Sabtu, 07 Juni 2014

PKG dan PKB diberlakukan, Guru Ra Popo



            “Siapa bilang tidak naik pangkat dalam jangka waktu lama tunjangan fungsionalnya dihentikan? Kok, sampai sekarang belum ada berita. Aman-aman saja”. “Aku tidak naik pangkat, aku ra popo. Yang penting tiap bulan tetap gajian.” “Kalau ada kegiatan MGMP, worksop atau diklat, biar yang lain saja. Saya tidak usah dikirim.” Kalimat seperti ini pasti sering pembaca dengar. Mengapa?
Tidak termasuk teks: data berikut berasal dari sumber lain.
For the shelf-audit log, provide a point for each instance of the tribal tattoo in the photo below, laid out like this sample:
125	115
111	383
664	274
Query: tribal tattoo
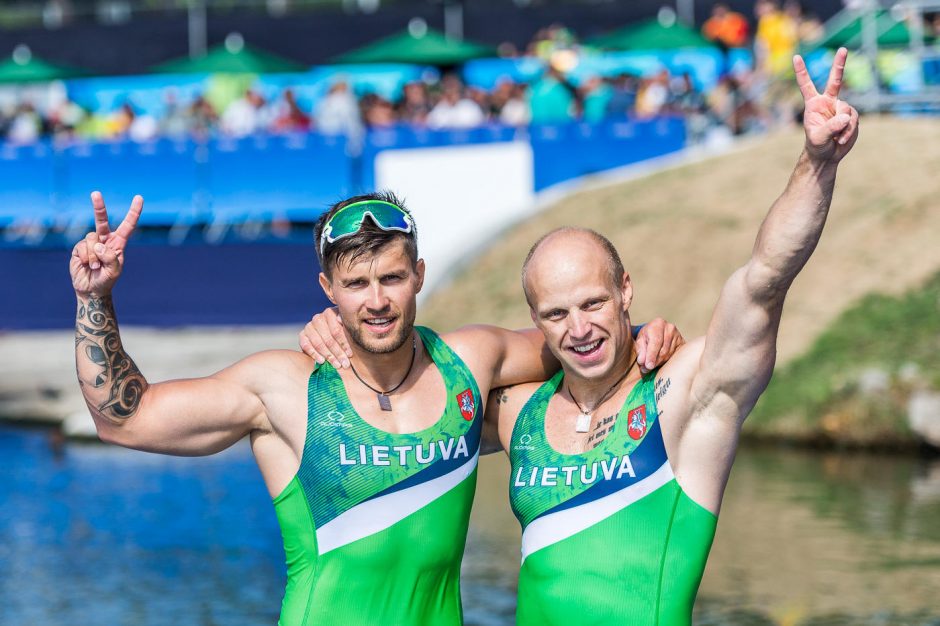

Karena berdasar pengamatan, kenaikan pangkat bukan hal sulit. Kepala sekolah atau staff TU pun sering uring-uringan, agar guru yang waktunya naik pangkat segera menyiapkan berkas kenaikan. Sementara yang bersangkutan tenang-tenang saja. Akhirnya memunculkan kalimat, “Sudah, saya nurut saja. Yang penting beres”. Apalagi kalau ada pemandu kenaikan pangkat, dengan  tag line “Wani piro?”. Urusan beres!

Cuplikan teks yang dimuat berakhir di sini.